If At First You Don’t Succeed, Start Another Right Wing Group

Everyone knows that conservatives and Republicans are struggling at the moment and trying to figure out how to regain their influence in politics, motivate their supporters, and start winning elections. 

Nobody seems to be able agree on a course of action or any sort of messaging … but what they can agree on apparently is that what they need are new groups. 

A few weeks back a new group called The Faith and Freedom Institute emerged in order to combat “satanic wickedness” and return America to a foundation of Biblical principles.  Since that is pretty much the mission of every other right-wing group, why this new one is needed is beyond me. 

And just last week we found out that Tony Perkins, Richard Land, Wellington Boone, and Harry Jackson were launching something known as Call 2 Fall … which seems to be some sort of Lou Engle-less version of “The Call.”  Again, why this new duplicate effort is necessary remains a mystery.

Now, via Dan Gilgoff, we find out that yet another new right-wing effort in underway:

As religious conservatives are receiving some cold shoulders from the Republican Party, they’re beginning to launch new political organizations of their own. Tonight, coinciding with his debate with Doug Kmiec at the National Press Club—an exchange that began here on God & Country—conservative Catholic legal scholar and activist Robby George will be unveiling one of them: the American Principles Project.

The group’s website says it will hold Republicans to account on conservative positions:

The message of the 2006 and 2008 elections is not that the American people want to be governed by the ultraliberal and statist ideology of Nancy Pelosi and Harry Reid; rather it is that Americans will not tolerate Republicans and “conservatives” who refuse to honor in practice the principles they purport to affirm—Republicans and “conservatives” who expand government, spend our tax dollars wantonly, do nothing about out-of-control judges who undermine democracy, and sit idly by as marriage is redefined and further weakened.

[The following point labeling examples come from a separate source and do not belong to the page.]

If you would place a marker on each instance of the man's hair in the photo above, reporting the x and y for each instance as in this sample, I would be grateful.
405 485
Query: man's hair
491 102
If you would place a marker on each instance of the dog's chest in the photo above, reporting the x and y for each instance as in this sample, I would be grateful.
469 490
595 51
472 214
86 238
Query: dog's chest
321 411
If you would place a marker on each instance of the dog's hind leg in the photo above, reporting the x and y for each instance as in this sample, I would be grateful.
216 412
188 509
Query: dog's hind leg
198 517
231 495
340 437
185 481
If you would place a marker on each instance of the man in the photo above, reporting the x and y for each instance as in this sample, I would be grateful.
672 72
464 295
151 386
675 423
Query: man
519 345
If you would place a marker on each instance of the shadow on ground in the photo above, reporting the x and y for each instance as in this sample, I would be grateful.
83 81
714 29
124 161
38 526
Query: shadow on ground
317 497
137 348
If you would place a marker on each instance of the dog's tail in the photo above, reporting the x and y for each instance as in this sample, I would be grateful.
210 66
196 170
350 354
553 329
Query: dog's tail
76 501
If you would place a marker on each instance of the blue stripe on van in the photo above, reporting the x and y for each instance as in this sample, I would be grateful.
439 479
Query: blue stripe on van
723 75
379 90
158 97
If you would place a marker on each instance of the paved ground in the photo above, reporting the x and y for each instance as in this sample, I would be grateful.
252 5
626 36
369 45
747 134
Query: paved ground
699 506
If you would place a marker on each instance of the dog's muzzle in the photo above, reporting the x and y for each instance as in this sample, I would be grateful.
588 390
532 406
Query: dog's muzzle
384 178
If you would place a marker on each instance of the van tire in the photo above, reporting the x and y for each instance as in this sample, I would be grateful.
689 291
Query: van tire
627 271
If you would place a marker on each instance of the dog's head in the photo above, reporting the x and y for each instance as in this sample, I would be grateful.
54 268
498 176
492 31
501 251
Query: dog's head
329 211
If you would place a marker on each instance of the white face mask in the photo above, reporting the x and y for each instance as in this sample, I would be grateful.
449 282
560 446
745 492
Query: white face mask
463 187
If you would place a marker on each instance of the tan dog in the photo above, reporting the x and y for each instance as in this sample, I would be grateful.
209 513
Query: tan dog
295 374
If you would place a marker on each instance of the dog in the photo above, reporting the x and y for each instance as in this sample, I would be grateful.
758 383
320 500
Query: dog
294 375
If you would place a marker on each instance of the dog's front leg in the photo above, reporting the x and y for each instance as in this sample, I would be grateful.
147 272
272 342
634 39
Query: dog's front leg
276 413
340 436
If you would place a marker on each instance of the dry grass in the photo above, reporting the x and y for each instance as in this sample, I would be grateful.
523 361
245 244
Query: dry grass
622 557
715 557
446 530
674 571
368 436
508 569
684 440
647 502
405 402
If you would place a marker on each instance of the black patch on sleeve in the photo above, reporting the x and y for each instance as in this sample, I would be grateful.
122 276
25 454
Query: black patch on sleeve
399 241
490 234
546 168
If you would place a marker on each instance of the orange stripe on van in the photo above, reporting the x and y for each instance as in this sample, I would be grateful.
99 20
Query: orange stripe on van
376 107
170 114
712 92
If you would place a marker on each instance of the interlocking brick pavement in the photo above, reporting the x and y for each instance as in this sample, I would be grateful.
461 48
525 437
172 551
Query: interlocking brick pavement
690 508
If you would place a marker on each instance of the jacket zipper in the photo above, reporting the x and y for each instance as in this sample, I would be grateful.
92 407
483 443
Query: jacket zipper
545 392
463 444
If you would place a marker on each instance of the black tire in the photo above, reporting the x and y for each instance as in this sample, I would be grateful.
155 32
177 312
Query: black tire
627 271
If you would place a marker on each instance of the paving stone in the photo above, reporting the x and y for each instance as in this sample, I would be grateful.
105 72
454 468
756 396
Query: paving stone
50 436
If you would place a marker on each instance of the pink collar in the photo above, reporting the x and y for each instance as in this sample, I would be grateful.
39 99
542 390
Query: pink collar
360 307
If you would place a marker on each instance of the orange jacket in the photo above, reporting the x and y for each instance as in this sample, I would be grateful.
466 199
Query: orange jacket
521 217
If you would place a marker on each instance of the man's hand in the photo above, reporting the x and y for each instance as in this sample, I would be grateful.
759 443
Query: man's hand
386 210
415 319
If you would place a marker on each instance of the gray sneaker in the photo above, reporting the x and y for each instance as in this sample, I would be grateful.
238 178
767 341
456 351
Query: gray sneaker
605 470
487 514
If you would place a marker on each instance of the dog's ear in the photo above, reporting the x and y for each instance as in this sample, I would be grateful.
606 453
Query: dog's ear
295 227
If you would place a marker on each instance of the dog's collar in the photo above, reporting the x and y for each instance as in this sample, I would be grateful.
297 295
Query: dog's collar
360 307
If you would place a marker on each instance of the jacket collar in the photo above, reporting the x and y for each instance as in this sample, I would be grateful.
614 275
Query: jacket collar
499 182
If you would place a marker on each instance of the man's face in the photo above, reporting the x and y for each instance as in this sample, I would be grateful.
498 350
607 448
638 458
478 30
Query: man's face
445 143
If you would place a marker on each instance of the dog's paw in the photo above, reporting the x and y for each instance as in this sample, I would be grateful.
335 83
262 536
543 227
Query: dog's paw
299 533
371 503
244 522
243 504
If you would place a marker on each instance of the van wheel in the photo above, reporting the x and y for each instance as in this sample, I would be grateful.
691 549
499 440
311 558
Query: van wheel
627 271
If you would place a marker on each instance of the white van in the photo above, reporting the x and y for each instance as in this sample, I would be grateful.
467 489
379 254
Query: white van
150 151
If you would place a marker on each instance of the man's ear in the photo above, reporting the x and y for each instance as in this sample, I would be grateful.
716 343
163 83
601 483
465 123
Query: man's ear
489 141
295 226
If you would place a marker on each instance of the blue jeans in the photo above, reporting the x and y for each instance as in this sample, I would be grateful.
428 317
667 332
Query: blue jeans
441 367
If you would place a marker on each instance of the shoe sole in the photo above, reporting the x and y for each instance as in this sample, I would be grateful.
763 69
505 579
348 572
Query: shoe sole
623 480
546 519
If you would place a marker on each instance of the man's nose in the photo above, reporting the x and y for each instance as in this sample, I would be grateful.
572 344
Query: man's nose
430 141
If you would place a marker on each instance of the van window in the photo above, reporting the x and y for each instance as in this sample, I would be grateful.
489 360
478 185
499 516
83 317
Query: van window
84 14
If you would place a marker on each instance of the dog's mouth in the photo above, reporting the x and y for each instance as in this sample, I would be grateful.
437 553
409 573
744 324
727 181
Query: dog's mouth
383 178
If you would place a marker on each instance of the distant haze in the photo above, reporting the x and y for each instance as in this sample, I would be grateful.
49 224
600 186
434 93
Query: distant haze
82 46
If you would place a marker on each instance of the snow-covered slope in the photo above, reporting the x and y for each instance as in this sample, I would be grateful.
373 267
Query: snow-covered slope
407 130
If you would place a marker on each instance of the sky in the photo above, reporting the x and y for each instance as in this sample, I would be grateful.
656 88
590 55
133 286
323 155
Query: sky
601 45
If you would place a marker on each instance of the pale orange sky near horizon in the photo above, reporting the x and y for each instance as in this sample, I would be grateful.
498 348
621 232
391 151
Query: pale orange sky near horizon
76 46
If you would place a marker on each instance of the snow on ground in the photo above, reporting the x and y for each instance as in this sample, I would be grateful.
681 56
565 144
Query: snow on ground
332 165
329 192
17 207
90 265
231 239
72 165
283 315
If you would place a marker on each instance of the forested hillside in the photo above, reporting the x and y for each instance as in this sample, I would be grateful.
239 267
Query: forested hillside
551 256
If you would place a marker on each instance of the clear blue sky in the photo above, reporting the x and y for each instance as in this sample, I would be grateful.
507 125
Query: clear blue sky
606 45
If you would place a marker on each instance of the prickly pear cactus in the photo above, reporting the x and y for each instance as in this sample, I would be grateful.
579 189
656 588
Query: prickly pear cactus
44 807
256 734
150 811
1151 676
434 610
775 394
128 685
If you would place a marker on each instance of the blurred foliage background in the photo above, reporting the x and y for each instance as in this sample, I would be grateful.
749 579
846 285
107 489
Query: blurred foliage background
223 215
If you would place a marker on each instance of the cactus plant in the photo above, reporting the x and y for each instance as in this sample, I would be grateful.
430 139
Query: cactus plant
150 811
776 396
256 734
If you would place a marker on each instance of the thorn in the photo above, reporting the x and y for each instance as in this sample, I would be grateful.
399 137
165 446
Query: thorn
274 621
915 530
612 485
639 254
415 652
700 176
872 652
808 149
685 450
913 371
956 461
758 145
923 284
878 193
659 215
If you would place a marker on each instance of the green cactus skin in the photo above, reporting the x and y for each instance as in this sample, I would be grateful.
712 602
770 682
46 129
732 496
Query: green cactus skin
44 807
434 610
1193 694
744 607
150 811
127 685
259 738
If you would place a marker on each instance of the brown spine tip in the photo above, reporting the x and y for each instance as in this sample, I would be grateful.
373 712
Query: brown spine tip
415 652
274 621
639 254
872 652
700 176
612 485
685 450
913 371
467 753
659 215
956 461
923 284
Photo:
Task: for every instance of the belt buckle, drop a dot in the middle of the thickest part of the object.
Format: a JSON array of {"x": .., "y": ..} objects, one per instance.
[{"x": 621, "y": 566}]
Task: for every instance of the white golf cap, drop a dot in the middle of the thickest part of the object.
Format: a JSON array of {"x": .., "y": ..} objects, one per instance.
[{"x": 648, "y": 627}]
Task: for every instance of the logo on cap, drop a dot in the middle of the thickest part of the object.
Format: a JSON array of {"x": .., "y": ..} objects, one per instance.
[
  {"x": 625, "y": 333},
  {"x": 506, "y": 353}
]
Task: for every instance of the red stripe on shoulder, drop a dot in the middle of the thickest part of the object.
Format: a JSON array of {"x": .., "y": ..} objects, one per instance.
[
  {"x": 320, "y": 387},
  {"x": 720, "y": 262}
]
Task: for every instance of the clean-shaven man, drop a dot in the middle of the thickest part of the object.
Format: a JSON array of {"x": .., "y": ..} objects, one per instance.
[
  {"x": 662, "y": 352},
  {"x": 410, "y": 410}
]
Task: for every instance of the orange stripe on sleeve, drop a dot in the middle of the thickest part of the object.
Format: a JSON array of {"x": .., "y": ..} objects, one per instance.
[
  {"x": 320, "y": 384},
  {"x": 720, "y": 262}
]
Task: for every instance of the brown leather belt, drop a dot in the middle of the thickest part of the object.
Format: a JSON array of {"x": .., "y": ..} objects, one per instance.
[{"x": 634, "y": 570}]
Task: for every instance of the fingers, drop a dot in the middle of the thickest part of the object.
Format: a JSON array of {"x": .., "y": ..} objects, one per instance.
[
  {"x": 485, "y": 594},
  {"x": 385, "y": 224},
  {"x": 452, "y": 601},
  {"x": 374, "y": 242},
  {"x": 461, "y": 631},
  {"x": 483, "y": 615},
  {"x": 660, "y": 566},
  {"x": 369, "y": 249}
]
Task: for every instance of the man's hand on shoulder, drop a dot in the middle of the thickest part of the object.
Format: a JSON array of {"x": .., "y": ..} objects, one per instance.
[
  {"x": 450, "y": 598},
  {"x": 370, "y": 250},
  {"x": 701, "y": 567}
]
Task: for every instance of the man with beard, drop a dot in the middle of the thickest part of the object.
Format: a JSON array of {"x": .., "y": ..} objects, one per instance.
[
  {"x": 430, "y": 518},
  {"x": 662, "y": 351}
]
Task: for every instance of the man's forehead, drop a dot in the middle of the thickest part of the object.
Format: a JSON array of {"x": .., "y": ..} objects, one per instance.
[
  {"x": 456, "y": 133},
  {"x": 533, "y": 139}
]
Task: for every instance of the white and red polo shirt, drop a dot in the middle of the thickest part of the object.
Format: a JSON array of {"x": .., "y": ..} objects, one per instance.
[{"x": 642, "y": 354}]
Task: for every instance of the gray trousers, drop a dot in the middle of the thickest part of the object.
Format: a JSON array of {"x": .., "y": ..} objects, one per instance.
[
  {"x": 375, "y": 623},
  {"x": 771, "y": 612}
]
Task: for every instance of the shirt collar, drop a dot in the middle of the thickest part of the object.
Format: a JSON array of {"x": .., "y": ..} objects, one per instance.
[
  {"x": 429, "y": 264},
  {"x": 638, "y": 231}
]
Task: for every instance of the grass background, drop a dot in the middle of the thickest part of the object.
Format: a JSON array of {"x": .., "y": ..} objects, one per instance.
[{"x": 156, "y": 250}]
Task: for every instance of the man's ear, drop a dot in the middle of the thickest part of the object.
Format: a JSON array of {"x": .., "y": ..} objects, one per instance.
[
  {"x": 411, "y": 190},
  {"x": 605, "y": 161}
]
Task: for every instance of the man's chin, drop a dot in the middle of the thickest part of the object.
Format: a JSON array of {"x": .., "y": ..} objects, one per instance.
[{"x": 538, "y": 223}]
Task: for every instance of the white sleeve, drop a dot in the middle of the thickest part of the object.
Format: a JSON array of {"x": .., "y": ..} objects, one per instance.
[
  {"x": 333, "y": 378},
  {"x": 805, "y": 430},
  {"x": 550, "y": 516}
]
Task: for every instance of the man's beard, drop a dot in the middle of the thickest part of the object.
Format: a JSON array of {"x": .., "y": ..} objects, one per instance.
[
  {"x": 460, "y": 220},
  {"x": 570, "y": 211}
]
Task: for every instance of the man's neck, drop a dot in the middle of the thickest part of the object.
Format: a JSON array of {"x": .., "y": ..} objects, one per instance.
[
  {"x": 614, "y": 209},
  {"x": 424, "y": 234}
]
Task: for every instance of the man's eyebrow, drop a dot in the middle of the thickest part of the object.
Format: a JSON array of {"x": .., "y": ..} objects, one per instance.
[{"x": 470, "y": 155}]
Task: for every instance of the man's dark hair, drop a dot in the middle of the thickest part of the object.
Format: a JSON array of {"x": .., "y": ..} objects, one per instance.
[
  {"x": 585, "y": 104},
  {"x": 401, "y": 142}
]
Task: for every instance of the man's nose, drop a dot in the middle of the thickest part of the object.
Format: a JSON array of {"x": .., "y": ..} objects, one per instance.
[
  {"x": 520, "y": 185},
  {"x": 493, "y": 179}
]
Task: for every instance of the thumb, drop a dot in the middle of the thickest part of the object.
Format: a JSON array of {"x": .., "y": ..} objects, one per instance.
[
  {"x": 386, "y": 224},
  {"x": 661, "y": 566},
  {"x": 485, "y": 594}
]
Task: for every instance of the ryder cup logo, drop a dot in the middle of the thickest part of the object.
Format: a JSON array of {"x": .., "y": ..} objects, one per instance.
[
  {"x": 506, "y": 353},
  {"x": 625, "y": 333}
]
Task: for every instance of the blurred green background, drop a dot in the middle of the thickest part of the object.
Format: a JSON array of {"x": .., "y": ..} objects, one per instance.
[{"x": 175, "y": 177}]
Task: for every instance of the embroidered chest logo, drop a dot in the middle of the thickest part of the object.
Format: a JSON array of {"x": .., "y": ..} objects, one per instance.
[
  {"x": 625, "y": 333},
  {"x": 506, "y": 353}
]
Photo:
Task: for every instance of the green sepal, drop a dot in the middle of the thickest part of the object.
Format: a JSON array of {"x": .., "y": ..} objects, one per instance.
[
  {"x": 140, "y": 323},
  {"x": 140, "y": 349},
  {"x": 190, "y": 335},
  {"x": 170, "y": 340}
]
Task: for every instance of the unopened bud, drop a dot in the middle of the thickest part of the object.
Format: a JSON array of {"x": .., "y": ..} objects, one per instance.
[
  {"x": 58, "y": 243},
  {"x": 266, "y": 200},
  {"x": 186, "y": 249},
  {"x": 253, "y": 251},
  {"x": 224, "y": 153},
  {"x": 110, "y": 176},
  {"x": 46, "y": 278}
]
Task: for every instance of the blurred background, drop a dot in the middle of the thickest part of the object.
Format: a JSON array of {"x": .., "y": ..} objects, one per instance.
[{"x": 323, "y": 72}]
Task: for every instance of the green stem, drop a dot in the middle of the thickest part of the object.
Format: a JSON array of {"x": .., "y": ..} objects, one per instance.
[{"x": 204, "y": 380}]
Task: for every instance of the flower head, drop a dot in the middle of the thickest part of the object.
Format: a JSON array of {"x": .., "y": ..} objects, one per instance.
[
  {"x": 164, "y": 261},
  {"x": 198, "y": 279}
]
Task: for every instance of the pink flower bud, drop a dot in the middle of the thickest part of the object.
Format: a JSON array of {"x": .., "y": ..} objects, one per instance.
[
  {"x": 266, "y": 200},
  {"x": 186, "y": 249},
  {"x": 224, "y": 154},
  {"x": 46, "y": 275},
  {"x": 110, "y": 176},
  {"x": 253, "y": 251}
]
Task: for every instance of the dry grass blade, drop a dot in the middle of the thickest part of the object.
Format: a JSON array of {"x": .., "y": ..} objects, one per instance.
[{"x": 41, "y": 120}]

The key difference between this group and others cropping up to chart a course forward for the GOP is that the American Principles Projects counts opposition to abortion and same-sex marriage among its top priorities.

The American Principles Project seems to be a response to the National Council for a New America, which angered the Religious Right when it unveiled its agenda for the remaking the GOP which contained no mention of the social issues like gay marriage and abortion that make up the core of their mission.

The confusing thing about this is that there are already dozens of right-wing groups for whom opposition to abortion and same-sex marriage are their top priorities.

In fact, this mission statement from the American Principles Project could, literally, apply to just about every other right-wing group currently in existence:

The United States of America does not need new principles. It needs renewed fidelity to the principles set forth in our Declaration of Independence and the Constitution. These are timeless principles: truths that we hold, in Jefferson’s immortal words, to be, “self-evident.” They are, moreover, universal principles, not the historically contingent beliefs or customs of a particular sect or clan or tribe. They are rooted in the nature of man as a being who, by virtue of his God-given dignity and rationality, owns the right to participate in the great project of self-government as a free and equal citizen. Whatever others may say, we at the American Principles Project and all who join with us reaffirm the truth that each and every member of the human family is, “created equal, endowed by our Creator with certain unalienable rights, and among these are life, liberty, and the pursuit of happiness.”

If these timeless principles are to be restored and our national commitment to them renewed, then a new voice is needed in American politics, a voice that is unafraid to stand up for what is right and speak out against what is wrong. Indeed, that “voice” must be nothing less than millions of American voices raised in unison in defense of political liberty and economic freedom, the sanctity of human life and the integrity of marriage and the family, and the sovereignty and security of our nation.

The Right already has dozens of national and state-based organizations committed to this very same mission.

Has anyone at the American Principles Project ever heard of the Family Research Council, Focus on the Family, Concerned Women for America, the American Family Association, or the Traditional Values Coalition? 

What exactly is this new group going to bring to the table that these various other groups don’t? 

Whatever the conservative movement’s problems might be at the moment, I can assure them that their dilemma is not rooted in the fact that there are just too few groups pressing the right-wing agenda.